Be warned: transfers can hurt your score (if done the wrong way)
We all know credit card debt is bad, right? So I’m going to skip that whole spiel. Instead, let’s jump right into the current problem: you have a balance and you’re paying oodles of interest on it.
In that scenario a 0% balance transfer offer might seem like the logical choice – and it is – but only you use it the right way.
Do balance transfers hurt your credit score directly? Nope. In fact there’s no way for someone to know how a balance got on a given card when viewing your credit report. They will see your card’s credit limit and how much money you owe on it, but it’s impossible for them to know whether that debt came from regular spending or a balance transfer.
So in and of itself, the act of transferring won’t affect your credit score. But if you end up with too large of a balance, then that will hurt your score!
1. How the credit utilization ratio (CUR) can hurt your score
Credit utilization refers to the percentage of your credit limit that’s being used. Here’s an example:
- You have a credit card with a $10,000 credit limit.
- Your current balance on the card is $1,000.
To calculate your CUR divide, your balance by your credit limit: 1,000 ÷ 10,000 = 0.10
0.10 = 10%. Your credit utilization ratio (CUR) for that account is 10%.
So why do you need to know this? Because part of your FICO credit score measures the percentage of your credit limit which is being used. What’s a good number? The lower, the better.
With the above example, 10% credit utilization is quite low and probably won’t affect your credit score. But what if that number was higher? The consensus in the credit world is that it’s best to keep your utilization below 30%.
If you already have a low/average score, then having a 50% CUR on one account might have little to no effect on your credit score. However if you have a score in the high 700’s or above, then a 50% CUR will be much more likely to hurt your score, perhaps by as much as 20-40 points (or more, if the CUR is really high).
2. How to maintain healthy credit utilization
The secret to doing a transfer that won’t hurt your score is pretty simple: make sure the new balance (after the transfer) isn’t using too much of your limit.
For example if you have a $2,000 balance and you transfer it to a card with an $8,000 limit, then that’s a 25% CUR… which is fine.
But if you transfer $2,000 to a credit card with only a $2,300 limit, that’s a whopping 87% (2,000 ÷ 2,300 = 0.87). That high of a CUR will definitely be bad for your score. Actually, rumor has it that FICO counts any number between 85-100% as the same thing… a maxed out account!
The lesson here can be summed up in a 4 words: KEEP YOUR UTILIZATION LOW!
3. What’s the next step for transferring the RIGHT way?

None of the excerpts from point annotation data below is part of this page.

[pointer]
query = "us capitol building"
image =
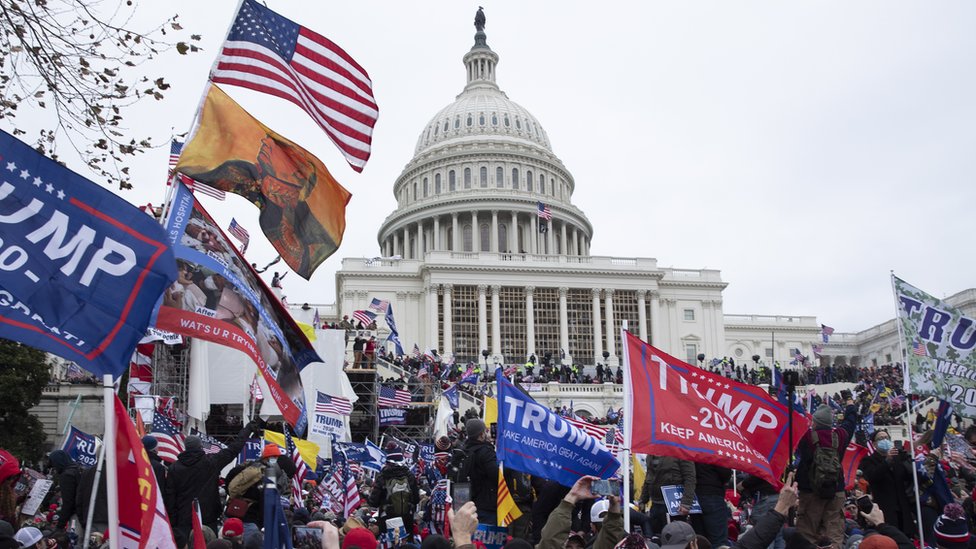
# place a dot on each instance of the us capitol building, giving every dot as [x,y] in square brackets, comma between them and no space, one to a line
[469,265]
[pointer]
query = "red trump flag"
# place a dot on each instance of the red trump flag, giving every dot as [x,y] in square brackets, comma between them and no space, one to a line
[685,412]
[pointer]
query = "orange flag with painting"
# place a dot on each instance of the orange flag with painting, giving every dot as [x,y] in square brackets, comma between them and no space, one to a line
[303,208]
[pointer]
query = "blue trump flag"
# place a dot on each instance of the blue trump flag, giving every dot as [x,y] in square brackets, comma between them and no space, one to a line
[81,447]
[80,268]
[536,441]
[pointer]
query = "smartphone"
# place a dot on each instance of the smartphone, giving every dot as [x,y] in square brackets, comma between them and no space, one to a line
[460,494]
[609,487]
[864,504]
[307,537]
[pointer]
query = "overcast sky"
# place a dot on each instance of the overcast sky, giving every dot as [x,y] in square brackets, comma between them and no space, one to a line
[805,149]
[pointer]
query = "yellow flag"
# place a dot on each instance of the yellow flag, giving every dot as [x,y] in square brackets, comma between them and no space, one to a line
[491,410]
[639,474]
[508,512]
[308,450]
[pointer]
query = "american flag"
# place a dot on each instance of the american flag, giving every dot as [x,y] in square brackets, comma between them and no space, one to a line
[239,232]
[175,149]
[393,398]
[272,54]
[326,404]
[365,317]
[918,348]
[169,437]
[301,469]
[210,444]
[379,305]
[545,212]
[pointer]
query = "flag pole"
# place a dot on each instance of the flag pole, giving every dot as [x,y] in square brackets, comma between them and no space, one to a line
[628,424]
[112,473]
[908,416]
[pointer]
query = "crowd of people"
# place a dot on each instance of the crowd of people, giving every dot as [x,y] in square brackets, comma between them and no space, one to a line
[816,507]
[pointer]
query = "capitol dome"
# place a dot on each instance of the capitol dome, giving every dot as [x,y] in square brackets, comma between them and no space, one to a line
[484,178]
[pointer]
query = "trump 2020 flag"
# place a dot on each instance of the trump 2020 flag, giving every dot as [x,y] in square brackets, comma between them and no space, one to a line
[536,441]
[80,268]
[674,409]
[303,208]
[939,341]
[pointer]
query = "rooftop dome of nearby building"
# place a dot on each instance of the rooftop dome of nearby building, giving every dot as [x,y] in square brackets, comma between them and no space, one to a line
[482,111]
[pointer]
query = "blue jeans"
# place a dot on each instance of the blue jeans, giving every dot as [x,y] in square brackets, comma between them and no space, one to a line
[763,506]
[713,522]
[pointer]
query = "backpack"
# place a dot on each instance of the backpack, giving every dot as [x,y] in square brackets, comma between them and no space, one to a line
[248,477]
[825,471]
[398,496]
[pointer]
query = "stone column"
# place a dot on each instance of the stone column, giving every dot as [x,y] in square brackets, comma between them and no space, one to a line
[642,314]
[597,335]
[475,234]
[529,320]
[611,328]
[493,237]
[513,234]
[437,233]
[482,318]
[455,235]
[496,321]
[564,323]
[448,320]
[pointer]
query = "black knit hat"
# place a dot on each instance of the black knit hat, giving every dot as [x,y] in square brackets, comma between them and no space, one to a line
[951,530]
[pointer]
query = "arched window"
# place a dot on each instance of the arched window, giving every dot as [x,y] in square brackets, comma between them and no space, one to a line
[485,241]
[468,238]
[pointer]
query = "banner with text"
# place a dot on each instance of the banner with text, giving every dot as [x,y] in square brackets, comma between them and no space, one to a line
[82,447]
[683,411]
[218,297]
[938,342]
[80,268]
[536,441]
[392,416]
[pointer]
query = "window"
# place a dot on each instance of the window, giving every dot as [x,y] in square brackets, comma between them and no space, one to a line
[468,238]
[485,234]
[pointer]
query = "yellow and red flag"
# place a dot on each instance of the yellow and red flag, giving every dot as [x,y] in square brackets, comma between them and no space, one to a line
[303,208]
[508,511]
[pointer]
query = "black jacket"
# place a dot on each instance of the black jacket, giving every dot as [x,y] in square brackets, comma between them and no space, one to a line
[481,470]
[69,484]
[888,483]
[194,474]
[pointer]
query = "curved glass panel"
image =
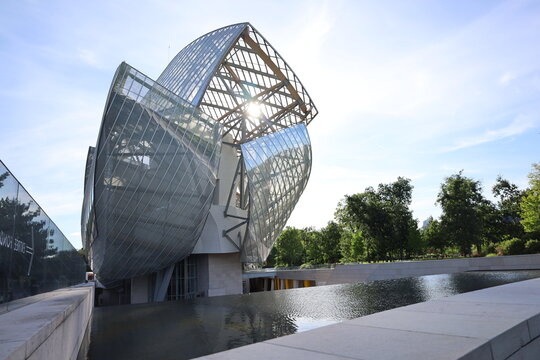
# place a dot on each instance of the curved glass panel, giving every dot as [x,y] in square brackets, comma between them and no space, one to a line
[191,69]
[35,256]
[155,171]
[278,167]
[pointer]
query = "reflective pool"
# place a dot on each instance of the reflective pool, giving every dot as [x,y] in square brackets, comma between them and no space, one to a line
[187,329]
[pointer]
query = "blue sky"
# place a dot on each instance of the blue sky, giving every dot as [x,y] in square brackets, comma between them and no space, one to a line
[420,89]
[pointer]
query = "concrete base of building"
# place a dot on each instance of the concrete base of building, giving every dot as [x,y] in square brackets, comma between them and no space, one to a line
[501,322]
[215,275]
[220,274]
[354,273]
[53,327]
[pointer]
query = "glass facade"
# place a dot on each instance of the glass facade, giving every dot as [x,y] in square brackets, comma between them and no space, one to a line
[278,167]
[35,256]
[150,179]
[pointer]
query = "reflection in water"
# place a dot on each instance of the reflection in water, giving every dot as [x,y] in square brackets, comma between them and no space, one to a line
[187,329]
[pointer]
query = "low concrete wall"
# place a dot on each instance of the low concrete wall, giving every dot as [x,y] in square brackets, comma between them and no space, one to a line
[343,274]
[53,327]
[497,323]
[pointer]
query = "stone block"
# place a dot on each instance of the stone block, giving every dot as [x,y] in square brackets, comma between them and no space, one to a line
[265,351]
[530,351]
[365,342]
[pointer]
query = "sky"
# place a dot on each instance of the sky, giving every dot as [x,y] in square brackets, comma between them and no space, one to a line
[419,89]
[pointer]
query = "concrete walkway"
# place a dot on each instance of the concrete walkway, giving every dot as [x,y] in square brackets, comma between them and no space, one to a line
[353,273]
[47,326]
[501,322]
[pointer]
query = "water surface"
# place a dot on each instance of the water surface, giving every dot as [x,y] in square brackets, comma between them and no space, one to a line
[187,329]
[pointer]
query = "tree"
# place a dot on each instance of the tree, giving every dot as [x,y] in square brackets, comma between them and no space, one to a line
[434,237]
[330,236]
[461,221]
[383,217]
[289,248]
[507,222]
[530,205]
[351,246]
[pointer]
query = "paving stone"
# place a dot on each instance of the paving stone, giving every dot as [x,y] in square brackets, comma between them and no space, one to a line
[364,342]
[265,351]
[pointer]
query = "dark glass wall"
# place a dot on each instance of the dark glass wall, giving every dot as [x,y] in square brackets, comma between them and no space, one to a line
[35,256]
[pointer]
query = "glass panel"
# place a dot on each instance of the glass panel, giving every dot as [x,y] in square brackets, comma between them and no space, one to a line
[30,246]
[278,167]
[155,172]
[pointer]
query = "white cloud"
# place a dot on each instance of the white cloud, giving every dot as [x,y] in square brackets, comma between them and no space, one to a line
[516,127]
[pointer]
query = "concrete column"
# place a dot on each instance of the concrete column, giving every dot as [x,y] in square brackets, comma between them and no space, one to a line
[224,274]
[140,289]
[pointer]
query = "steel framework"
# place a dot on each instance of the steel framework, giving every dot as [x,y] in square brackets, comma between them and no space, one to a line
[229,87]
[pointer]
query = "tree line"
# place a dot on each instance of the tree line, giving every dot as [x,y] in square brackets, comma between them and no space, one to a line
[378,225]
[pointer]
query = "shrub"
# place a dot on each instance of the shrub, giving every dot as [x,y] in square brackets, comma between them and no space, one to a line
[532,247]
[513,246]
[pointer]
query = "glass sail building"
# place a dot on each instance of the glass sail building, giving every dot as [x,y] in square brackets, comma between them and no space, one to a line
[202,165]
[35,256]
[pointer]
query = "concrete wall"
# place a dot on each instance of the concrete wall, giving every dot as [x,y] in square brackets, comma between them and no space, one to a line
[342,274]
[224,274]
[140,289]
[497,323]
[50,328]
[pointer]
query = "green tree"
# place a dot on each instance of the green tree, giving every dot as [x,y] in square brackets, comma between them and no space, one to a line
[383,217]
[434,237]
[289,248]
[507,221]
[461,221]
[351,246]
[530,205]
[330,236]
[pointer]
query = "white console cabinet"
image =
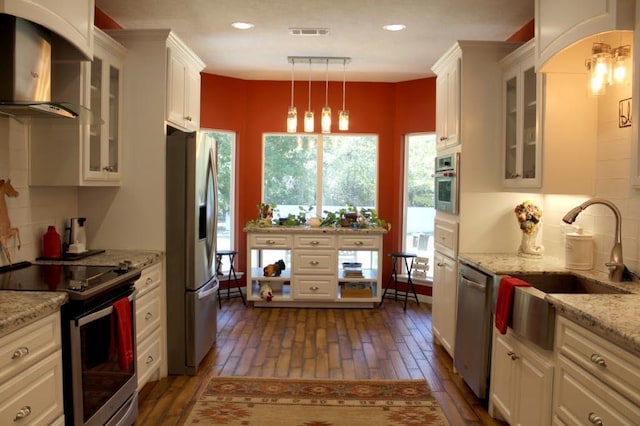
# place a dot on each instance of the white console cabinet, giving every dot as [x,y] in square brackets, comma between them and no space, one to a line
[317,266]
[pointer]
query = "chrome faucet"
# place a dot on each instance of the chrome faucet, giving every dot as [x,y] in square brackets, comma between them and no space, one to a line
[615,264]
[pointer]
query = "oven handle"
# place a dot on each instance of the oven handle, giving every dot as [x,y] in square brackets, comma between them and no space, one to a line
[101,313]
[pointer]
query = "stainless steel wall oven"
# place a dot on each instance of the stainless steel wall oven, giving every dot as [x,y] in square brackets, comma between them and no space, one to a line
[446,182]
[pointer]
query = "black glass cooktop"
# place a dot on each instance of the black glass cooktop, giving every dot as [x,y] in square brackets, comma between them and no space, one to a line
[79,281]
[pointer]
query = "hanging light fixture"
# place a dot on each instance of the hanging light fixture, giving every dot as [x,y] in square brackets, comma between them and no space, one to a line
[607,66]
[343,118]
[325,118]
[292,115]
[308,115]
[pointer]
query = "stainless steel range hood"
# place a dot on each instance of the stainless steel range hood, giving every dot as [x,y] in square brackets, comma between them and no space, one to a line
[25,75]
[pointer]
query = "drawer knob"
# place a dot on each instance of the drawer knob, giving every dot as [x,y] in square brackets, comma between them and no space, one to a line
[597,359]
[20,352]
[22,413]
[595,419]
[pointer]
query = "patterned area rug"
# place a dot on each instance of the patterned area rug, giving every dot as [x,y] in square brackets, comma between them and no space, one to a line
[316,402]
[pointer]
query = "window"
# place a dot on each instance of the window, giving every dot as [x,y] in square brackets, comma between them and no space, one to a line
[225,150]
[329,171]
[419,209]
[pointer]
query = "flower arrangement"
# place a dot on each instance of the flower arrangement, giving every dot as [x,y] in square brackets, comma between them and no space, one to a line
[528,215]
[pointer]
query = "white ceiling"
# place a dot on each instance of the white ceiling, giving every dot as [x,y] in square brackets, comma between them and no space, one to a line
[355,31]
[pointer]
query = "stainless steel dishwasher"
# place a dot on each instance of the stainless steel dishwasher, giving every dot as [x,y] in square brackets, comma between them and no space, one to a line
[473,328]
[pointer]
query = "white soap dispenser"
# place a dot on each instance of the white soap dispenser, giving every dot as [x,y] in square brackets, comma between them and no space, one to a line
[578,252]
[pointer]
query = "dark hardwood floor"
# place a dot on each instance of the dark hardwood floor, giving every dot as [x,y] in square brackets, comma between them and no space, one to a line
[380,343]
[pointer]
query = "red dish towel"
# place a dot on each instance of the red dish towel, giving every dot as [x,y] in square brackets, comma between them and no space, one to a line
[121,333]
[505,300]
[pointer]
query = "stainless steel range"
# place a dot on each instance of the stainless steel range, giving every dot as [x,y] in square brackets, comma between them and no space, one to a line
[98,337]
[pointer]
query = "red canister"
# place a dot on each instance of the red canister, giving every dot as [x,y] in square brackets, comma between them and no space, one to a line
[52,244]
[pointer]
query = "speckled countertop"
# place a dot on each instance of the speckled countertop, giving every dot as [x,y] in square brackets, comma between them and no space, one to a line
[313,230]
[615,317]
[18,308]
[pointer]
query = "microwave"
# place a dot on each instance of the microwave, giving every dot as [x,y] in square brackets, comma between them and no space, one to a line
[446,182]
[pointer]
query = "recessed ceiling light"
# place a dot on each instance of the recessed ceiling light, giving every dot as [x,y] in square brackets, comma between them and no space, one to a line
[242,25]
[394,27]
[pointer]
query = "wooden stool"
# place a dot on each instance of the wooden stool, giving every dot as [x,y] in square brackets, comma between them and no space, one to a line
[232,271]
[394,276]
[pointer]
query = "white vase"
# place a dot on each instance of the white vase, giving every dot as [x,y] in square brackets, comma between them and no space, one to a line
[528,244]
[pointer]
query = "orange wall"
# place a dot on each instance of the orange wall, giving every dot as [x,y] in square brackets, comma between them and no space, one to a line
[251,108]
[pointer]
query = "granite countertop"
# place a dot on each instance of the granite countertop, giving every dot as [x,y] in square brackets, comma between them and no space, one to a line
[313,230]
[18,308]
[615,317]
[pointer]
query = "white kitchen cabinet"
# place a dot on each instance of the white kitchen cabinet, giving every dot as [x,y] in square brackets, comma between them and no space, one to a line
[521,141]
[560,24]
[183,87]
[596,382]
[314,273]
[78,153]
[444,298]
[521,381]
[31,374]
[149,324]
[71,19]
[447,70]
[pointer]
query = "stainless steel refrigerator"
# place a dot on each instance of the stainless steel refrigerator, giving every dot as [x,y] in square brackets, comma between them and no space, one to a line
[192,284]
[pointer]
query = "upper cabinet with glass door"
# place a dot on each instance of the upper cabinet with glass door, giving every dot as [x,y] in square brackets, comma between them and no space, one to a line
[103,153]
[78,153]
[522,144]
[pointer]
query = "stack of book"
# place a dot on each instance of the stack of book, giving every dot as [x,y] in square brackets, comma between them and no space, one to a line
[352,269]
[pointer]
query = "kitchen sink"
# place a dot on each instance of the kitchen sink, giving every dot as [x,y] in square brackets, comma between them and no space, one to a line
[566,283]
[534,317]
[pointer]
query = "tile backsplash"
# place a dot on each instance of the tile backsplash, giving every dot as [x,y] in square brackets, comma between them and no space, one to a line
[35,208]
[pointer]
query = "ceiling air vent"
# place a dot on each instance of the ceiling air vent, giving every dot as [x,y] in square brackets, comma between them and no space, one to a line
[309,31]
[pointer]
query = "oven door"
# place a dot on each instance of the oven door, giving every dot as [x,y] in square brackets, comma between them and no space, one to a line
[446,194]
[103,381]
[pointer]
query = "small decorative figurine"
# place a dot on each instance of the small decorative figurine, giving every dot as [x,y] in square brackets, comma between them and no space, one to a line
[274,269]
[6,231]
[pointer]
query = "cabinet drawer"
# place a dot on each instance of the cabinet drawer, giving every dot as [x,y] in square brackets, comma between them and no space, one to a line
[314,287]
[582,399]
[614,366]
[270,241]
[314,241]
[28,345]
[358,242]
[149,357]
[314,262]
[148,314]
[39,388]
[150,278]
[445,236]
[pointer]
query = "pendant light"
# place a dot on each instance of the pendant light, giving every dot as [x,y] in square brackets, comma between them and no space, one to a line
[325,119]
[343,118]
[292,115]
[308,115]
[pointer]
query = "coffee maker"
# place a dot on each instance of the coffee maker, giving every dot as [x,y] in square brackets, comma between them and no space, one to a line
[77,237]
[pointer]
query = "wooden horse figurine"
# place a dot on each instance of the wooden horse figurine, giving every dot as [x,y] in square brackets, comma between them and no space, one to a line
[6,231]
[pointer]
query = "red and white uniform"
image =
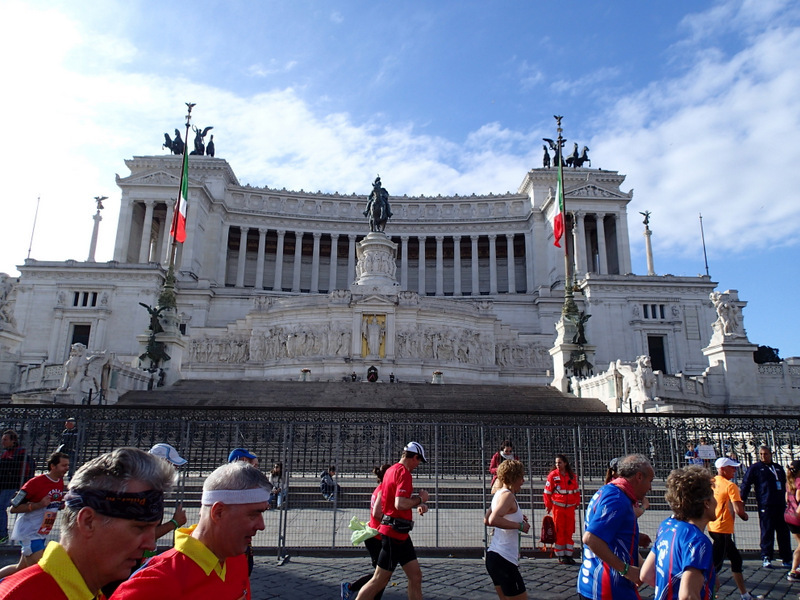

Here’s why doing a transfer can get a bit messy:
It’s impossible to know in advance the credit limit on a new account. You won’t find out until after you are already approved and the account is open.
So what’s the solution to this predicament? Here’s what I recommend:
Option A: Start out with a small transfer
Let’s say you have $5,000 in debt on 2 different accounts. You want to apply for a new card, but doubt your credit limit will be high since your current accounts only have $4,000 limits each.
One solution is to only request a small transfer amount when you fill out the application. Then if you end up getting approved for a limit higher than expected, you can transfer more.
This works with most 0% offers because they typically honor the 0% promotion on all transfers made within the first 30 days the account is open. Check the application to confirm the rules.
Option B: Transfer to multiple cards
If your debt is so large that you already know your new account won’t have a very high limit, then you may want to consider breaking up your balance onto a couple different cards in order to keep the CUR down.
For example, instead of transferring $10,000 to one card, you might transfer $5,000 to two different cards.
One last caveat…
Your score counts credit utilization in two ways:
(1) on a per account basis
(2) an average across all your accounts.
Both types will be counted separately. This means even if you have 9 cards with no balance and 1 card with a 90% balance, that 1 card will still hurt you on the per account calculation. However, the average account calculation would still be good since there would be those other 9 cards averaging it down.
Even though it’s ideal to have a CUR no higher than 25-30% on a given account, you shouldn’t be overly obsessed about it. Ultimately, saving money is probably more important than whether or not your credit score temporarily drops a bit. Once the balances are paid down, your score should recover quickly.
So if you have one card with a 40-60% balance, it’s definitely not ideal… but if it saves you money, then it’s probably worth it.